After Kaseya Hacker’s Sentence, Progressive Computing’s CTO Regains His Power

“I've been trying to take everything that's been negative about this and … turn it into some sort of positive,” Robert Cioffi said in an interview.

Robert Cioffi, chief technology officer and co-founder of Progressive Computing, one of the MSPs hit in the 2021 Kaseya ransomware attack, traveled about 1,500 miles from his home in Yonkers, N.Y., to see one of the admitted hackers receive punishment.

Cioffi (pictured above) experienced a range of feelings in that Dallas courthouse during the sentencing of Yaroslav Vasinskyi – a 24-year-old Ukrainian national who, to Cioffi, looked closer to 14 and “120 pounds wet,” wearing an orange jumpsuit, shackled at the wrists and ankles.

He felt numbness over the nearly three years that had passed since the attack. He felt humbled when Judge Karen Gren Scholer mentioned Cioffi by name and referenced his victim impact statement. And Cioffi felt resentment at Vasinskyi and the damage he caused.

Cioffi told CRN in an interview Thursday that while he can’t ignore those angry feelings, it’s “what I choose to do with them,” that counts. “I've been trying to take everything that's been negative about this and trying to turn it into some sort of positive.”

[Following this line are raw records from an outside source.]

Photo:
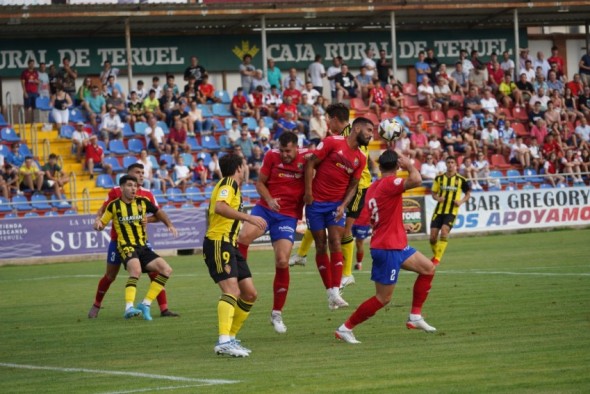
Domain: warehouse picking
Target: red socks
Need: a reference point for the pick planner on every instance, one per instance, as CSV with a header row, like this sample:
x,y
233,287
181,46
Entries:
x,y
162,299
323,263
243,250
280,288
421,289
103,286
336,263
365,311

[RELATED: Accused Kaseya Ransomware Attacker Sentenced To 13-Plus Years]

Kaseya Ransomware Attack

The U.S. Department of Justice declined to comment outside of a statement released Wednesday about Vasinskyi’s sentencing.

In an email to CRN, Stephen Green, an attorney for Vasinskyi, said that the defendant originally faced a sentence of 1,380 months, 115 years.

“The government advocated for a sentence well above the final outcome,” Green said. “While Mr. Vasinskyi will be facing a serious sentence of 163 months, we are pleased to see that we could achieve a more just outcome for his case.”

After the sentencing, Cioffi took to LinkedIn to share his first thoughts in a post and video. While he would’ve welcomed a larger sentence, he still saw Wednesday as “a massive victory for all of us – the MSP community, countless businesses that we serve and our national interests,” he said. “It tells the world that although you may be hiding behind protective borders of enemy states, you can still be held accountable for your crimes.”

Talking to CRN on Thursday, Cioffi said that no matter Vasinskyi’s time in prison, for Cioffi and the MSP community, the legacy of the Kaseya hack “will live on for us and for me.”

Since the 2021 attack, Cioffi has put his efforts at improving security and security response in the channel. He worked to create, and is the chair of, the CompTIA Emergency Response Team (ERT), also known as, which gathers about 30 volunteers to help fellow MSPs experiencing a security incident.

Pax8’s Matt Lee serves as vice chair. Members include N-able Chief Security Officer Dave MacKinnon, Choice Cyber Solutions Compliance Officer Julie Liu, and 5K Technical Services CEO Corey Kirkendoll, according to the group’s website.

“I think we've been able to help to some degree, at least put them on the right path,” he said.

“The joke is, amongst the team, we hope the phone rings and we hope it doesn't ring at the same time.”

Cioffi has also spoken publicly about his experience with the Kaseya hack to further educate MSPs.

“I have chosen not to allow the anger and the bitterness and the frustration get the better of me,” he told CRN Thursday. “I've always just tried to focus on, how can I contribute back to the community in positive ways, so that others are either not affected by this or, should they be affected by something like this, that the blast radius and the negative effects are more contained.”

At Progressive Computing, the MSP Cioffi co-founded in 1993, the team has moved from a softer stance on customer security to more of a “tough love” approach, putting aside customers’ feelings to give directions on basic security measures needed to even work with Progressive.

Progressive has even turned away customers if their security risks are “irresponsible,” he said. If his Yonkers-based MSP can get caught up in an international cybercrime, any business can become a target.

“Anyone who tries to tell me that they're immune to this or it's not going to happen to them, I quickly splash them with a bucket of cold ice cold water and say, ‘No, no, no, no no,’” he said. “You're probably more likely a victim than those who you think are bigger and better prepared.”

“If we speak from truth and authority, and do so in a respectful way, you can get your point across,” he said. “In fact, you might actually be more successful by doing that because now you're perceived more as the subject matter expert and not just somebody who might be perceived as somebody who's just trying to sell you something.”

On Thursday, the day after sentencing, Cioffi went back to working with clients, talking to his colleagues, taking a meeting for a business opportunity.

“This particular branch of the story is sort of done – that wound is cauterized,” he said. “If I can be that agent of change, if I could be the person who helps somebody else get through an incident a little bit better – then to me, that's how I regain my power.”